Senate debates

Monday, 13 August 2018

Matters of Public Importance

Drought

4:38 pm

Photo of Fraser AnningFraser Anning (Queensland, Katter's Australian Party) Share this | Hansard source

This is still not my first speech. I rise to say a few words regarding the baseless and, frankly, offensive effort by the Greens to co-opt the tragedy of the severe drought affecting many parts of Australia to promote their obsession with climate change. Belief in climate change as the cause of all climatic ills is superstition. Like seizing on coincidental good fortune to support your belief in horoscopes, belief that every hot day is somehow further evidence of climate change is confirmation bias of the most ridiculous type. Despite the evidence of repeated fraud amongst researchers who have purported to show climate change, the Greens' belief in their superstition remains unshakable. Their unending demands for expensive and unreliable power are like a snake oil cure for illness that you don't have or like a broken record playing the same off-key tune again and again.
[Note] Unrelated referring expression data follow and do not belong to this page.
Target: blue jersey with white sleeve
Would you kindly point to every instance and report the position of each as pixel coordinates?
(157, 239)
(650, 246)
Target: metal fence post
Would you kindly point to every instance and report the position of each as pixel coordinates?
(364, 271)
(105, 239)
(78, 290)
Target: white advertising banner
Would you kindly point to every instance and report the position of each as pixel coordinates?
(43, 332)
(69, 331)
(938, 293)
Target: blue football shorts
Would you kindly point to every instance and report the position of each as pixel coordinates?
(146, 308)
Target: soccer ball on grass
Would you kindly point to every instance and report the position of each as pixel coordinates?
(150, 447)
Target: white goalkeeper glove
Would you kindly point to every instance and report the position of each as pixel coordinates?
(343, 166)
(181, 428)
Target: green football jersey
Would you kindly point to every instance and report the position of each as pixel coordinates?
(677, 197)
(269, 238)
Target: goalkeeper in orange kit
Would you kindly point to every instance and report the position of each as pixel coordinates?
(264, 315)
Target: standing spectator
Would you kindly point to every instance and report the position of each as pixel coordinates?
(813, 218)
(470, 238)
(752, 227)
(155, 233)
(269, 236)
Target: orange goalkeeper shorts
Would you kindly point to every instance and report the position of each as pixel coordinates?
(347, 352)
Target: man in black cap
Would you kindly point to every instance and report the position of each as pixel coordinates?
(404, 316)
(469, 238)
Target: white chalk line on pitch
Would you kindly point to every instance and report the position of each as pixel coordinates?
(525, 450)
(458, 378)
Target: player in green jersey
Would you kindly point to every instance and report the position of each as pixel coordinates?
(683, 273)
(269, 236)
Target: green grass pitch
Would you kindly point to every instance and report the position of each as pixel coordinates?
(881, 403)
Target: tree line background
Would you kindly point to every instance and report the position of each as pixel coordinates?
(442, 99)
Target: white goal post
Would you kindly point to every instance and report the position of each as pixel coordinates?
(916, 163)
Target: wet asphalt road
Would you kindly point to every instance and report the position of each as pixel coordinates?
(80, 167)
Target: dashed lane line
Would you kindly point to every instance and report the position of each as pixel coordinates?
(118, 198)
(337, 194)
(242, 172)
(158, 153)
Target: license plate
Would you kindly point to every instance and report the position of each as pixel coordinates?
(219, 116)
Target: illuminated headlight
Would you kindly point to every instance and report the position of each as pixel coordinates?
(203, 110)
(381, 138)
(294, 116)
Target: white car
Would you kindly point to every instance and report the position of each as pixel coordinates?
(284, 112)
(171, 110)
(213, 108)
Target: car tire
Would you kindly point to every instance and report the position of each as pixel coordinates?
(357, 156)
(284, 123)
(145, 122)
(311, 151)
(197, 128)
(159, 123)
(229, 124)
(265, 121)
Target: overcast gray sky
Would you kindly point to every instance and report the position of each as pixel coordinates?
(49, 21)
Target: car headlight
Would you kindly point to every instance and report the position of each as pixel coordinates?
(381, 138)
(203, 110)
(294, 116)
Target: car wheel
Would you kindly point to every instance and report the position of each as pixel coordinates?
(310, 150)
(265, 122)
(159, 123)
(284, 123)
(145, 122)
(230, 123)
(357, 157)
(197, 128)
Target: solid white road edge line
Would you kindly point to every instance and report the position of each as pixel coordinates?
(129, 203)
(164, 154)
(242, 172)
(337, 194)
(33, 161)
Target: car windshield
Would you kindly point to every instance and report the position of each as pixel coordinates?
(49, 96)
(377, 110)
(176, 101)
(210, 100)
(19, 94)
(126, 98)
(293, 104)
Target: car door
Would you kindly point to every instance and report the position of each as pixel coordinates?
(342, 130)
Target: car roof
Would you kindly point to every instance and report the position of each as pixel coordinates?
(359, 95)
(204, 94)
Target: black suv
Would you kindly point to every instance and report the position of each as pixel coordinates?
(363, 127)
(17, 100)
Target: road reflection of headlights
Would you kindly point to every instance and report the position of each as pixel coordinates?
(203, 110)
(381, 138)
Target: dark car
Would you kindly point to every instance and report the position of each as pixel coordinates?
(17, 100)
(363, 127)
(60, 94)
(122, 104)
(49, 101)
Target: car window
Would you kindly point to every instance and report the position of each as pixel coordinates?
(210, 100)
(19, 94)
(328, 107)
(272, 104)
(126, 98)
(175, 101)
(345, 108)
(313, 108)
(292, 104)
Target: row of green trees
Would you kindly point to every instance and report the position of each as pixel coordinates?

A country like Australia is always subject to periodic droughts. It is not climate change; it is just geography. Next to Antarctica, Australia is the driest continent on earth. The solution to drought is not to bleat about climate change and frantically build windmills everywhere. The real solution is to build dams and irrigation projects. The best form of drought relief is water.

If North Queensland were a country, it would be the wettest country on earth. The problem is that monsoonal rains just pour down rivers and run out to sea. If we turn those rivers back and capture the water, dry cattle country and deserts would suddenly be lush green fields. This would not only ensure our own food requirements are met but also provide food for many hundreds of thousands of others in other countries as well. To imagine the benefits, we only need to see what has been achieved in places like Israel and California. Both are places in which virtual deserts have been transformed into enormous food bowls which help drive their respective economies. There is a proposal to do this. It's called the Bradfield scheme, and I'll have more to say about it tomorrow.